In 1935, Albert Einstein, Boris Podolsky, and Nathan Rosen (EPR) wrote a now famous paper questioning the completeness of the formalism of quantum mechanics. Rejecting the idea that a measurement on one particle in an entangled pair could affect the state of the other—distant—particle, they concluded that one must complete the quantum formalism in order to get a reasonable, “local realist,” description of the world. This view says a particle carries with it, locally, all the properties determining the results of any measurement performed on it. (The ensemble of these properties constitutes the particle’s physical reality.) It wasn’t, however, until 1964 that John Stewart Bell, a theorist at CERN, discovered inequalities that allow an experimental test of the predictions of local realism against those of standard quantum physics. In the ensuing decades, experimentalists performed increasingly sophisticated tests of Bell’s inequalities. But these tests have always had at least one “loophole,” allowing a local realist interpretation of the experimental results unless one made a supplementary (albeit reasonable) hypothesis. Now, by closing the two main loopholes at the same time, three teams have independently confirmed that we must definitely renounce local realism [13]. Although their findings are, in some sense, no surprise, they crown decades of experimental effort. The results also place several fundamental quantum information schemes, such as device-independent quantum cryptography and quantum networks, on firmer ground.

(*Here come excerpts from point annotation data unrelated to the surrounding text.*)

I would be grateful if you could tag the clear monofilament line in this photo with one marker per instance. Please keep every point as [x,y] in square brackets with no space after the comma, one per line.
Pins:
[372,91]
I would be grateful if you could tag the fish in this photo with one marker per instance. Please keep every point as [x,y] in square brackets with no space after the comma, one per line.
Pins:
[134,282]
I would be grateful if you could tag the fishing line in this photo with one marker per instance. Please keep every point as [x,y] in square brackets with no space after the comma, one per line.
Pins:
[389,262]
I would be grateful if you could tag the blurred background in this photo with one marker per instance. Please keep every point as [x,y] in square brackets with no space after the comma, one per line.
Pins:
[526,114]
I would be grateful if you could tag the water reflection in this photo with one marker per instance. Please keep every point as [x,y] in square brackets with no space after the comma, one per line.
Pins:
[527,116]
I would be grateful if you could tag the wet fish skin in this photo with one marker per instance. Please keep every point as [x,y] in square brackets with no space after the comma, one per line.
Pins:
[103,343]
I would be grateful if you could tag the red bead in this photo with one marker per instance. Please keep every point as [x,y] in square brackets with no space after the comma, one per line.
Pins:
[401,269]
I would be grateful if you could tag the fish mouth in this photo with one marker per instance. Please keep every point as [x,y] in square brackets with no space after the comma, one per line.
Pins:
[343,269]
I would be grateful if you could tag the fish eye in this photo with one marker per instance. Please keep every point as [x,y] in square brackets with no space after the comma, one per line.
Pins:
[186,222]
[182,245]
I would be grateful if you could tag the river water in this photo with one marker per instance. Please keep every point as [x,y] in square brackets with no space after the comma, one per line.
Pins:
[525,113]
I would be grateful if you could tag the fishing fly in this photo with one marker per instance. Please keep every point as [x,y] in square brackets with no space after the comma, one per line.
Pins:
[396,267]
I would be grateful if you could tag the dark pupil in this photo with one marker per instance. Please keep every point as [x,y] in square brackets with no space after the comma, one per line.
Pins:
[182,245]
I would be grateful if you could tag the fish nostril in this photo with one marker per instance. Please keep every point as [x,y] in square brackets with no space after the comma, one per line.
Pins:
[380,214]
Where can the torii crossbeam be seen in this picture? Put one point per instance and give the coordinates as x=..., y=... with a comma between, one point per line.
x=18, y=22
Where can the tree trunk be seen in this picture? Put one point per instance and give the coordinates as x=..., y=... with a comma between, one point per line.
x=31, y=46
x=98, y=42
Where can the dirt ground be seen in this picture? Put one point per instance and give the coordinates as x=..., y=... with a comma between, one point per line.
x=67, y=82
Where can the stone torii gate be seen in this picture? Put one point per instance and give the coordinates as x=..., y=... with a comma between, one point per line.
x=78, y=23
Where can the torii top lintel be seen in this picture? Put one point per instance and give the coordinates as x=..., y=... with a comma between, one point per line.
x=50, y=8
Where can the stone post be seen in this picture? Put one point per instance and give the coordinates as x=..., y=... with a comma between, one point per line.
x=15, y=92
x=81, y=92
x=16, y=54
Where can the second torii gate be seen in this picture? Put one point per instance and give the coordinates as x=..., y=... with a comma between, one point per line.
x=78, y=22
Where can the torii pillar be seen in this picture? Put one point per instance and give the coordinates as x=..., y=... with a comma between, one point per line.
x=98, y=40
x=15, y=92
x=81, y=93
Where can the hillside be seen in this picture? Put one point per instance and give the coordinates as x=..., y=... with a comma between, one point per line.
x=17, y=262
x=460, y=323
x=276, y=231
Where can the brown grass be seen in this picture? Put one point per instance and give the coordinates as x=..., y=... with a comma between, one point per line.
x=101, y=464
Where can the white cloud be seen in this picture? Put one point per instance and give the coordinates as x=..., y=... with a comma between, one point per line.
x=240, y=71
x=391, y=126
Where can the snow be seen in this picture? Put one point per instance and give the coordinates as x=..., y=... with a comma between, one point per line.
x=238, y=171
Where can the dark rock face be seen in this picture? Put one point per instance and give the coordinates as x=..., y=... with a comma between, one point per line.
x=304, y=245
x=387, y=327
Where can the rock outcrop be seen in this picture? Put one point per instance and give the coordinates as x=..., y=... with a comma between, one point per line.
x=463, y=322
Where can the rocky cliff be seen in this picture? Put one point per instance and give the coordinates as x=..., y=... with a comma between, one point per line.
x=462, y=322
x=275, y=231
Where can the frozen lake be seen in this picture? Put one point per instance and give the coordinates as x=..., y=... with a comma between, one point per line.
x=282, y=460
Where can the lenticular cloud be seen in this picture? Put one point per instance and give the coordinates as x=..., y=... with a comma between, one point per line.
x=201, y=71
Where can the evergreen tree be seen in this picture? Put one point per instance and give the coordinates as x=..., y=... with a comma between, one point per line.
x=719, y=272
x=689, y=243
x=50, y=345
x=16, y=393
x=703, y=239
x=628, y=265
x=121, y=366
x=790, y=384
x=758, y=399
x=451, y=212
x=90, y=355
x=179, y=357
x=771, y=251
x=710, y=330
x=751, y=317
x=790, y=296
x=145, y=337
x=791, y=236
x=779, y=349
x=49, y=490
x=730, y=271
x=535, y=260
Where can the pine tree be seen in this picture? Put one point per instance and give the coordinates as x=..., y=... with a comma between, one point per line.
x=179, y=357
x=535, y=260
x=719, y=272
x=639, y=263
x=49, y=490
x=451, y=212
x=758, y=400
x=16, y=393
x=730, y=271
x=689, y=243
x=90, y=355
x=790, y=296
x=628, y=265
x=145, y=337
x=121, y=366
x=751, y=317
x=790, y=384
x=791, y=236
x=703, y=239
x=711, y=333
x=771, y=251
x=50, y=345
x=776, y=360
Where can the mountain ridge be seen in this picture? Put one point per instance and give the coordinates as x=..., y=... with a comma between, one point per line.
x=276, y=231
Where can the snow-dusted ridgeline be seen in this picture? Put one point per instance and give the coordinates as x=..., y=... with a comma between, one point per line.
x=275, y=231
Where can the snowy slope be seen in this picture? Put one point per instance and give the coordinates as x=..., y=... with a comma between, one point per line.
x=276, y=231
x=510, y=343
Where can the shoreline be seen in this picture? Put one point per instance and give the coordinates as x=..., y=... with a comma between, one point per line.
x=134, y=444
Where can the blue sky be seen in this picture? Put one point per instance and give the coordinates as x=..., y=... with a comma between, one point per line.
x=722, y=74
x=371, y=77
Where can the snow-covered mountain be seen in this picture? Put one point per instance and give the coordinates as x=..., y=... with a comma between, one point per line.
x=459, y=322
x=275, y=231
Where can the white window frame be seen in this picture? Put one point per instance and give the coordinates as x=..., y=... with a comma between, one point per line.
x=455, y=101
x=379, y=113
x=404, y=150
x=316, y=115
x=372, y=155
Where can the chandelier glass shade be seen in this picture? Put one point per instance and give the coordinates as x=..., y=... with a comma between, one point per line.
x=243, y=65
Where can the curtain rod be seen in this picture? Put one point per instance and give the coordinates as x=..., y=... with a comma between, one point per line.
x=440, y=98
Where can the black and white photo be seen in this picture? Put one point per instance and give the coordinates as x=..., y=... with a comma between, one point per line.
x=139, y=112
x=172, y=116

It is sometimes forgotten that Einstein played a major role in the early development of quantum physics [4]. He was the first to fully understand the consequences of the energy quantization of mechanical oscillators, and, after introducing “lichtquanten‚” in his famous 1905 paper, he enunciated as early as 1909 the dual wave-particle nature of light [5]. Despite his visionary understanding, he grew dissatisfied with the “Copenhagen interpretation” of the quantum theory, developed by Niels Bohr, and tried to find an inconsistency in the Heisenberg uncertainty relations. At the Solvay conference of 1927, however, Bohr successfully refuted all of Einstein’s attacks, making use of ingenuous gedankenexperiments bearing on a single quantum particle.